Personal information
- Full name: Wu Nien-pin
- National team: Chinese Taipei
- Born: 4 February 1983 (age 43) Taipei, Taiwan
- Height: 1.81 m (5 ft 11 in)
- Weight: 80 kg (176 lb)

Sport
- Sport: Swimming
- Strokes: Freestyle, medley
- College team: National Taiwan University

= Wu Nien-pin =

Taiwanese swimmer (born 1983)

Wu Nien-pin (吳念平 (Wú Niànpíng); born 4 February 1983) is a Taiwanese former swimmer, who specialized in freestyle and medley events. He is a two-time Olympian (2000 and 2004), and a seventh-place finalist in the 100 m freestyle at the 2002 Asian Games in Busan, South Korea. A graduate of information engineering at National Taiwan University in Taipei, Wu also trained full-time for the university's swimming squad.
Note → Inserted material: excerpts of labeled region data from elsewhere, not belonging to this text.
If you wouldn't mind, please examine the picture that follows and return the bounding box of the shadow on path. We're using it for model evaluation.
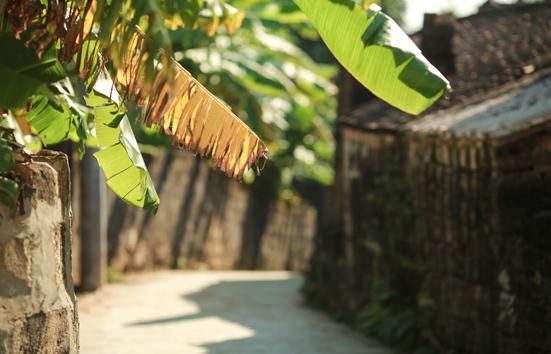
[127,277,388,354]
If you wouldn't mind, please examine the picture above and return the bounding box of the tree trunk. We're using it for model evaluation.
[0,151,78,354]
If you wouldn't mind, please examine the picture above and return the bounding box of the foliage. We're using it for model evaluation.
[355,143,438,354]
[296,0,450,114]
[170,0,337,192]
[0,0,445,208]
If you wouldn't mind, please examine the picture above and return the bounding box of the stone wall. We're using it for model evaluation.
[305,128,551,354]
[0,151,78,354]
[92,151,317,272]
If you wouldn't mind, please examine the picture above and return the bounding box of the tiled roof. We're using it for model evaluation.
[339,2,551,130]
[407,70,551,138]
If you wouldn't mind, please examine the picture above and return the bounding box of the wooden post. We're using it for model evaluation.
[80,149,107,291]
[0,151,78,353]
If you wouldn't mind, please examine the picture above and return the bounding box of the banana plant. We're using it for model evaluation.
[0,0,449,208]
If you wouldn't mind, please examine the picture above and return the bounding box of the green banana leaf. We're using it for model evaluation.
[294,0,451,114]
[86,78,160,210]
[0,33,65,109]
[27,95,73,146]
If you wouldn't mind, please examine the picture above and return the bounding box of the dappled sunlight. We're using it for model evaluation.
[80,272,385,354]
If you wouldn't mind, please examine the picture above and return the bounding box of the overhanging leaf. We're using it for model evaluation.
[27,96,72,145]
[0,139,15,173]
[0,33,65,109]
[87,76,159,209]
[117,32,267,180]
[295,0,450,114]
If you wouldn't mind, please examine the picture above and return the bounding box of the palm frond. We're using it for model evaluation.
[116,31,267,180]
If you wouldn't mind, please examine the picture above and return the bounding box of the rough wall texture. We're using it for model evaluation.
[0,152,78,354]
[94,152,317,271]
[305,129,551,354]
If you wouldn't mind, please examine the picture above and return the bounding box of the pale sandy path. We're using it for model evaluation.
[79,272,390,354]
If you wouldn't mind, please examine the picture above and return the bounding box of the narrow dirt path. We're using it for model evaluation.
[79,272,390,354]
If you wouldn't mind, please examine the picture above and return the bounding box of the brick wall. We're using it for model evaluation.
[86,151,317,271]
[305,128,551,354]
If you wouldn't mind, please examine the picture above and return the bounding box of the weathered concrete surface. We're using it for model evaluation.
[0,152,78,354]
[79,272,390,354]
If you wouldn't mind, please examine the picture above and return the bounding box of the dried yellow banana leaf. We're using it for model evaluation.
[116,32,267,180]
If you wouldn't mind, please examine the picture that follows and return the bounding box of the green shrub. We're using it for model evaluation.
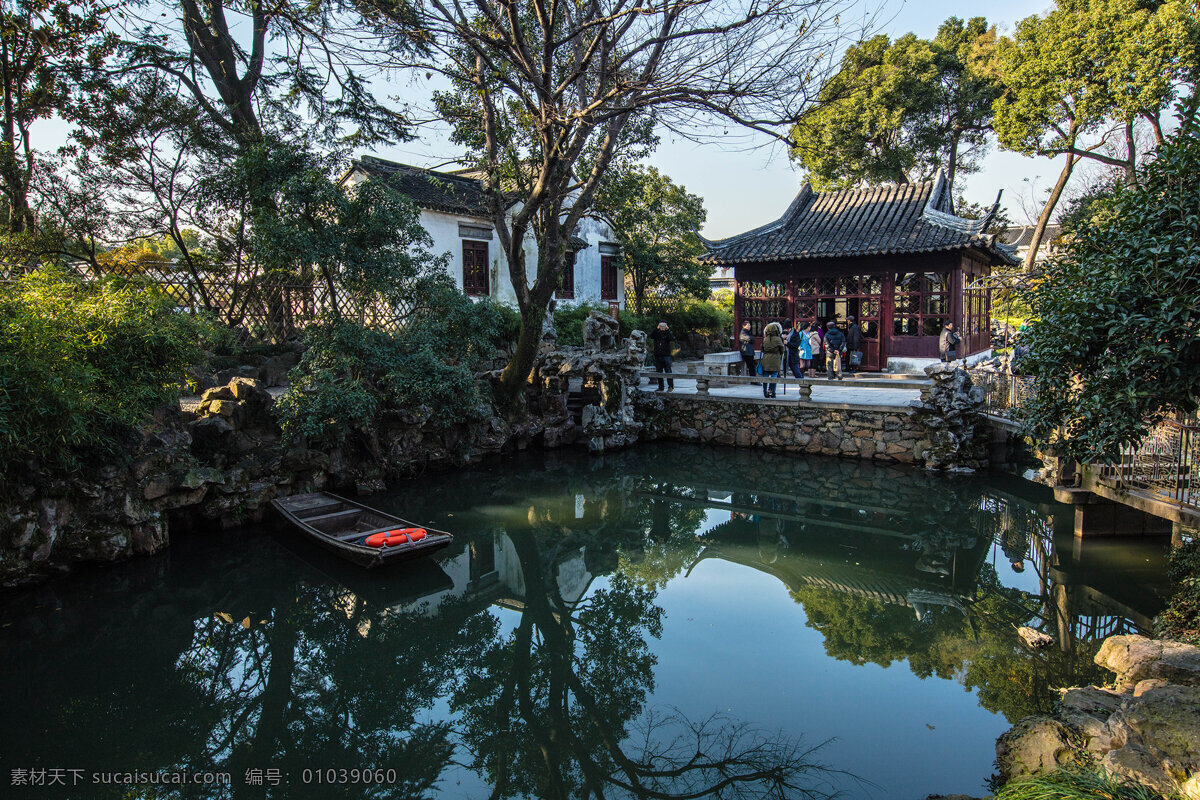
[554,302,608,347]
[275,278,504,446]
[1154,541,1200,644]
[620,300,733,336]
[996,766,1162,800]
[0,267,216,470]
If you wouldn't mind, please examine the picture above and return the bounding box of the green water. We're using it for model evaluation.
[0,445,1165,799]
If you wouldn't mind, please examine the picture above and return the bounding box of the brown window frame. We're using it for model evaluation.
[462,239,492,297]
[600,255,620,300]
[554,249,575,300]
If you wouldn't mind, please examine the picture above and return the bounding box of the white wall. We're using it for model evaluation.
[421,209,625,307]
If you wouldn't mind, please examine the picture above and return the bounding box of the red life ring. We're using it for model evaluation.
[362,528,426,547]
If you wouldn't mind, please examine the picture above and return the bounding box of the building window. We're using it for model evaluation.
[554,251,575,300]
[738,281,787,336]
[462,239,492,297]
[600,255,617,300]
[893,272,950,336]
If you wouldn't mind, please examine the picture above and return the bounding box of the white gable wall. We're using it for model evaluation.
[421,209,625,307]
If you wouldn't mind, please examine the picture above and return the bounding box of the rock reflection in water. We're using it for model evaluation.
[0,447,1157,798]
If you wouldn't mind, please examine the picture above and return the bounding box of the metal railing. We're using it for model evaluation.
[1099,414,1200,509]
[967,369,1033,422]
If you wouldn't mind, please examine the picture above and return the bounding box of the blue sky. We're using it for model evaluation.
[377,0,1061,239]
[36,0,1082,239]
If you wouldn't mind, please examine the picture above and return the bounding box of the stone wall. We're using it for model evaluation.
[637,392,931,464]
[0,377,576,585]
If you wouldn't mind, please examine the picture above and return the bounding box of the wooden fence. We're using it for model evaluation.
[0,261,413,342]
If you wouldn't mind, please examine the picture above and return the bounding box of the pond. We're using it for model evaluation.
[0,445,1166,799]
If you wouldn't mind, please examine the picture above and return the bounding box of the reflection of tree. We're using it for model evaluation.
[452,533,844,799]
[792,564,1103,722]
[162,583,496,796]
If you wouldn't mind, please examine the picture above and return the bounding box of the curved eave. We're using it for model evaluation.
[700,241,1020,266]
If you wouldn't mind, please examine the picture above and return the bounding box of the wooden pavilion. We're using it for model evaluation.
[704,170,1019,369]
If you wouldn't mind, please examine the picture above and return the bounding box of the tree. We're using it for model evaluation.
[596,166,710,314]
[0,0,113,234]
[791,17,1000,187]
[366,0,854,399]
[1022,115,1200,462]
[994,0,1182,270]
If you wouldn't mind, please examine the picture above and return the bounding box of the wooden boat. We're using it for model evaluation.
[271,492,454,569]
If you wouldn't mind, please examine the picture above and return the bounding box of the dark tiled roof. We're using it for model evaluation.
[704,173,1018,264]
[350,156,491,217]
[1000,224,1062,247]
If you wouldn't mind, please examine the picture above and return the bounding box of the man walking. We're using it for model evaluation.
[784,323,804,381]
[937,323,962,363]
[826,319,846,380]
[738,323,758,386]
[846,317,863,373]
[650,320,674,392]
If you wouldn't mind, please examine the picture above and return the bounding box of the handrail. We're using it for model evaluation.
[640,368,934,402]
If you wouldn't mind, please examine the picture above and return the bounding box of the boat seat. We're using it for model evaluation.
[301,509,362,525]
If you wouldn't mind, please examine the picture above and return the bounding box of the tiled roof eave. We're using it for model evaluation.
[701,242,1003,265]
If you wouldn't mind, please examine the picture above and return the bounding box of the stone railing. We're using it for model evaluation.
[642,369,934,403]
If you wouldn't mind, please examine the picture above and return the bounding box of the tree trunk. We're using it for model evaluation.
[1124,120,1138,186]
[1025,152,1079,272]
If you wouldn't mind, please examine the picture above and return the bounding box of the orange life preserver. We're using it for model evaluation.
[362,528,426,547]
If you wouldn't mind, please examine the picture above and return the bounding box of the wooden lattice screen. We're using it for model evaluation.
[0,261,413,342]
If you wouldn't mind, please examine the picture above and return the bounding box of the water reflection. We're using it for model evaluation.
[0,447,1162,798]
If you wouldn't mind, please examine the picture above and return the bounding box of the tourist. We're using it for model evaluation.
[762,323,785,397]
[806,323,824,373]
[738,323,758,386]
[650,320,674,392]
[937,323,962,363]
[846,317,863,372]
[824,319,846,380]
[799,323,821,378]
[784,323,805,378]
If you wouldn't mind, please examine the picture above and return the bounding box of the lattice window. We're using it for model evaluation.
[893,272,950,336]
[462,239,492,297]
[554,249,575,300]
[738,281,787,336]
[600,255,617,300]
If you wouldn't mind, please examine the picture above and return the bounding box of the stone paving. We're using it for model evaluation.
[638,374,920,407]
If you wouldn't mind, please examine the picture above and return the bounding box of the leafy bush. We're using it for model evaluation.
[996,768,1162,800]
[1022,122,1200,462]
[0,267,215,469]
[275,276,515,446]
[554,302,608,347]
[620,300,733,336]
[1154,541,1200,644]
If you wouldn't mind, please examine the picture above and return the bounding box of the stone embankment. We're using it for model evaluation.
[0,314,646,585]
[996,636,1200,800]
[637,365,988,471]
[0,326,985,585]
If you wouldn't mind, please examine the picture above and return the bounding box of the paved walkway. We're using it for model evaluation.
[638,375,920,407]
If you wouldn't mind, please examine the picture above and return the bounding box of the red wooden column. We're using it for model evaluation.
[880,270,896,369]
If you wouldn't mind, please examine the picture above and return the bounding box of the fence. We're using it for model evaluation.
[967,369,1033,422]
[1100,414,1200,510]
[0,261,414,342]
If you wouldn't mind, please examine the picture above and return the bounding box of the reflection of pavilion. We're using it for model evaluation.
[689,515,986,619]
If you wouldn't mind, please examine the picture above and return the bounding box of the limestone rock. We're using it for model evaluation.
[1100,742,1175,794]
[583,311,620,353]
[1096,633,1200,686]
[996,716,1072,781]
[1016,627,1054,650]
[1109,685,1200,772]
[1062,686,1124,720]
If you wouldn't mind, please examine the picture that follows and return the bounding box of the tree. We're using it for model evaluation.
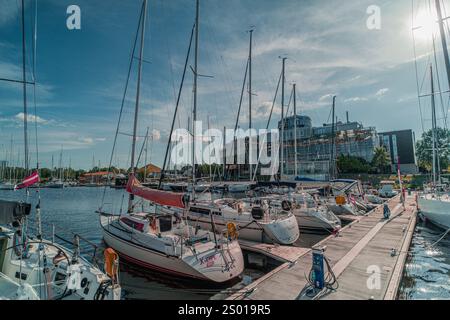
[372,147,391,173]
[416,128,450,171]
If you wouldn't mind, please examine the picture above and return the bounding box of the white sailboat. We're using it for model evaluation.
[0,0,121,300]
[0,201,121,300]
[100,201,244,283]
[261,193,342,231]
[418,0,450,230]
[183,199,300,245]
[99,0,244,283]
[418,66,450,230]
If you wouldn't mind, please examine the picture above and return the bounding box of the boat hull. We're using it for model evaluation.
[188,215,300,245]
[102,216,244,283]
[418,198,450,230]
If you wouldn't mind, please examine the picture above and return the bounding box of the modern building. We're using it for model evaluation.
[279,116,379,180]
[379,130,419,174]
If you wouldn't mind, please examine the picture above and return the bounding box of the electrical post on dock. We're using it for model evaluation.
[312,247,326,291]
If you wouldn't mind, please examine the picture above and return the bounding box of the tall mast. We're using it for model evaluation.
[435,0,450,91]
[192,0,200,198]
[22,0,29,176]
[430,65,438,187]
[294,83,298,178]
[144,127,150,183]
[248,29,253,179]
[280,58,287,178]
[330,96,337,180]
[128,0,147,212]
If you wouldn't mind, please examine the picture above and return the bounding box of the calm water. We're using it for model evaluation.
[399,221,450,300]
[0,188,236,299]
[0,188,450,299]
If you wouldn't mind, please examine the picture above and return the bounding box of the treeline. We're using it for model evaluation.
[0,167,127,181]
[337,147,392,174]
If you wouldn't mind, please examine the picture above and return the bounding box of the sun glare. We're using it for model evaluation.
[413,9,438,42]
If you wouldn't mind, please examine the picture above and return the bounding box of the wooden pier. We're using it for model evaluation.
[228,196,417,300]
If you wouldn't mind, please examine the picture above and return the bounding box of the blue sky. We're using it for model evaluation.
[0,0,450,168]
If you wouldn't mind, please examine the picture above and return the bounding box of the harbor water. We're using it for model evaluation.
[0,188,450,300]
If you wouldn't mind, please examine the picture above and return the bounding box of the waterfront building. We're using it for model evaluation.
[278,116,379,180]
[379,130,419,174]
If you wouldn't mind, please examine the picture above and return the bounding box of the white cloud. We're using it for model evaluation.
[78,137,94,145]
[375,88,389,98]
[0,0,19,26]
[14,112,49,124]
[344,97,369,102]
[152,129,161,141]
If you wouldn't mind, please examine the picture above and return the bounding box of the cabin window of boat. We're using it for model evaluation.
[191,208,210,216]
[121,218,144,232]
[159,216,172,232]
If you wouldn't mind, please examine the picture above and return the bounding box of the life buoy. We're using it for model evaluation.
[227,222,239,239]
[150,218,157,231]
[336,196,347,206]
[104,248,119,280]
[13,230,29,257]
[281,200,292,211]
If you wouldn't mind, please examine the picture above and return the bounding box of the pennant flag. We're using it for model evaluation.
[14,171,39,190]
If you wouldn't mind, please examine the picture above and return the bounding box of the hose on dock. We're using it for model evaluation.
[297,252,339,300]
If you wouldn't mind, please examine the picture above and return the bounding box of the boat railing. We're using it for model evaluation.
[29,219,103,267]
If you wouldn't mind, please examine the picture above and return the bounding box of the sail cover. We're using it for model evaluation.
[0,200,31,224]
[127,175,186,209]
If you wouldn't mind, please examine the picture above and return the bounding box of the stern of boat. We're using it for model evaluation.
[262,214,300,245]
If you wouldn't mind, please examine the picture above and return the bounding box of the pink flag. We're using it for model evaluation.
[14,171,39,190]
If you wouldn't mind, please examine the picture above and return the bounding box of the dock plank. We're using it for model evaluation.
[229,197,417,300]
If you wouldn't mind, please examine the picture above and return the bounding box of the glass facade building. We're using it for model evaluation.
[278,116,379,179]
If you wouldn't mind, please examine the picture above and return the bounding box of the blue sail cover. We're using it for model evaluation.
[0,200,31,224]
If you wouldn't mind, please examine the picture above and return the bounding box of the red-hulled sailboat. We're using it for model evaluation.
[99,0,244,283]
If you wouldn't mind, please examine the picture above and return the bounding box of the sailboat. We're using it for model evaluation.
[0,0,121,300]
[418,0,450,230]
[46,147,66,189]
[0,136,14,190]
[418,66,450,230]
[98,0,244,283]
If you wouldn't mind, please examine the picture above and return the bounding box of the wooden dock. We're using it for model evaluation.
[239,239,309,263]
[228,196,417,300]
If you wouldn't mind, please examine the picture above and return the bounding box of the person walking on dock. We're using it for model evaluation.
[383,203,391,220]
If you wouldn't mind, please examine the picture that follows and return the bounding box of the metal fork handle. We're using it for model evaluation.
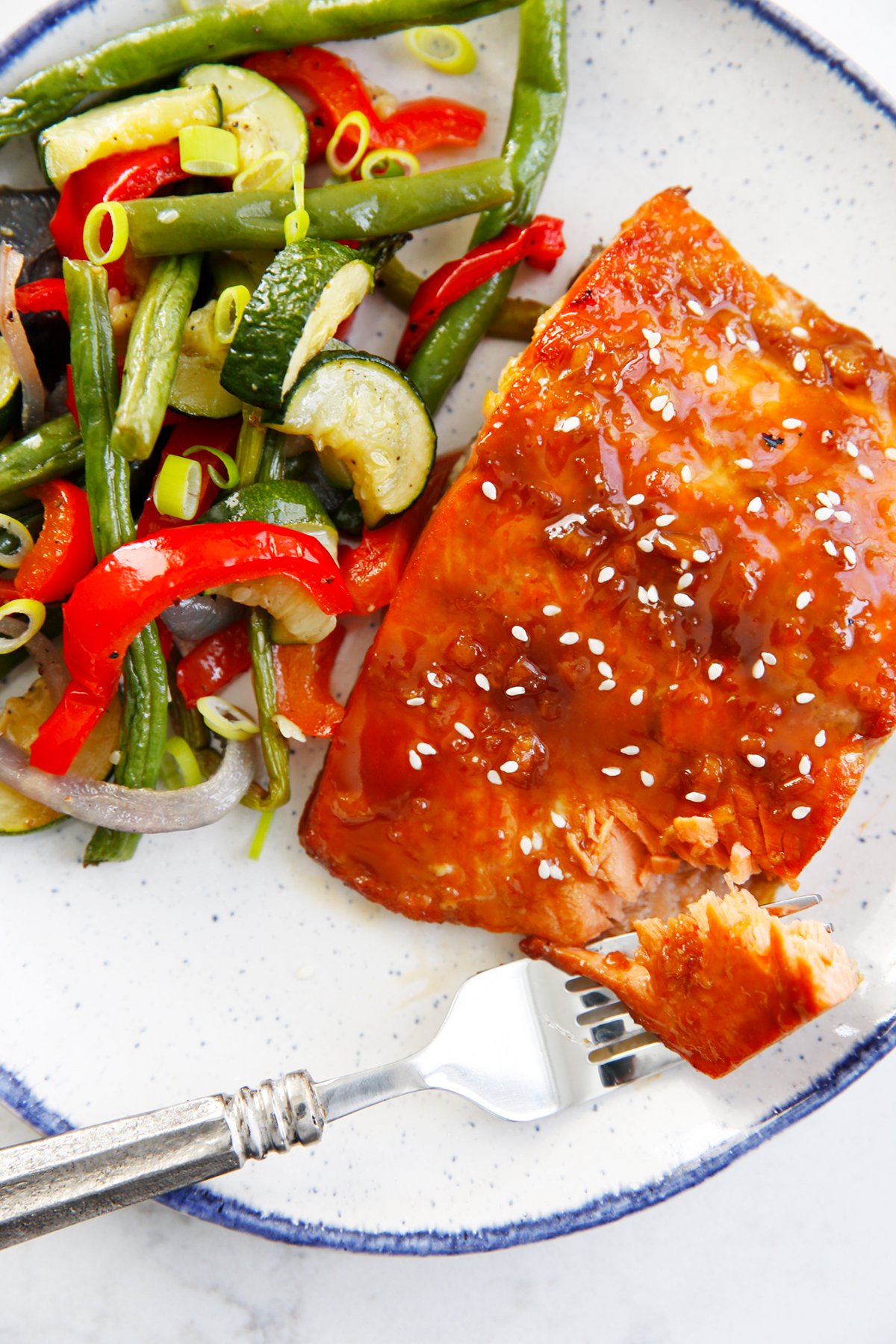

Wu made his Olympic debut, as a 17-year-old teen, at the 2000 Summer Olympics in Sydney. He failed to reach the top 16 in any of his individual events, finishing fifty-fifth in the 100 m freestyle (52.72), thirty-eighth in the 200 m freestyle (1:54.58), and forty-fourth in the 200 m individual medley (2:08.85).

At the 2004 Summer Olympics in Athens, Wu swam only in two events with one day in between. He posted FINA B-standard entry times of 52.03 (100 m freestyle) and 2:08.12 (200 m individual medley) from the National University Games in Taipei. On the fifth day of the Games, Wu placed fifty-fourth in the 100 m freestyle. He edged out Singapore's Mark Chay to take a seventh spot in heat three by a quarter of a second (0.25) in 52.58. The following day, Wu managed to repeat a forty-fourth-place effort in the 200 m individual medley. Swimming in heat two, Wu saved a sixth spot over Turkey's Orel Oral by 0.12 of a second in 2:08.72.